Nikolaev et al. began by isolating cardiomyocytes from healthy adult rats and introducing an adenovirus vector into the cells that encoded a cytosolic cAMP sensor and then imaged the cell surface topography by SICM. Next, they positioned the pipette onto morphologically defined regions of the membrane and applied receptor ligands in a highly localized fashion. As they selectively stimulated the localized β₁- and β₂-adrenergic receptors, they measured cAMP synthesis and its accumulation in the cytosol by FRET microscopy. Control experiments determined that the ligands were locally delivered and that the topography was not significantly deformed. Furthermore, the stimulated area was in the size range of a T-tubule opening and well below the size of a sarcomere.
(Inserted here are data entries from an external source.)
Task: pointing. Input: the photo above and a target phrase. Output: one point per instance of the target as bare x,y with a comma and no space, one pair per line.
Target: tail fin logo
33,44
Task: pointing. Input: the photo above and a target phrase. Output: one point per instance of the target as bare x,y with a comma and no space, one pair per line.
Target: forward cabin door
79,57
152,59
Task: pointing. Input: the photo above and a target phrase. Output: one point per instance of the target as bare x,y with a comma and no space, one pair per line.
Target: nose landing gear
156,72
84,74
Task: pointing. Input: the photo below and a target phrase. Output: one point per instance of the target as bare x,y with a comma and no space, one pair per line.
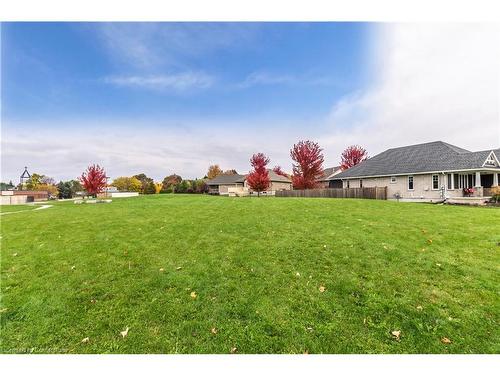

Selective stimulation of β₁ receptors in both the region of the T-tubule or on the cell crest resulted in a robust decrease of FRET signal, reflecting the activation of cAMP synthesis by the receptors localized on both parts of the membrane. In sharp contrast, β₂-cAMP was observed only after local stimulation of the T-tubule openings, but not after stimulation of the cell crest. This and additional data indicated that β₂ARs are exclusively localized to the T-tubules, whereas β₁ARs are present in both the cell crests and the T-tubules. Additional experiments with both β₁ and β₂AR knockout mice confirmed these localizations of the receptors.

Next, Nikolaev et al. studied whether βAR localization was altered in a rat model of chronic heart failure induced by myocardial infarction. Extensive experiments suggested that the redistribution of the β₂AR-cAMP from the T-tubules to the cell crest in failing cardiomyocytes results in uncoupling of the β₂ARs from the normal compartmentation of β₂AR-cAMP signaling. Thus, in failing cells, activation of the β₂ARs leads to cell-wide cAMP signal propagation patterns similar to the patterns observed for the β₁ARs. Thereby the normally cardioprotective properties of the β₂AR response may acquire characteristics of the β₁AR response, contributing to the heart failure phenotype.

Nikolaev et al. have combined two techniques to functionally localize β₁- and β₂ARs on cardiomyocytes and reveal mechanisms leading to abnormal cAMP compartmentation in heart failure. These findings provide a deeper understanding of this common cardiac disease and facilitate the development of new therapeutic strategies. Furthermore, they have demonstrated the usefulness of combining techniques that provide both functional and spatial information that can have significant biological and clinical implications [2].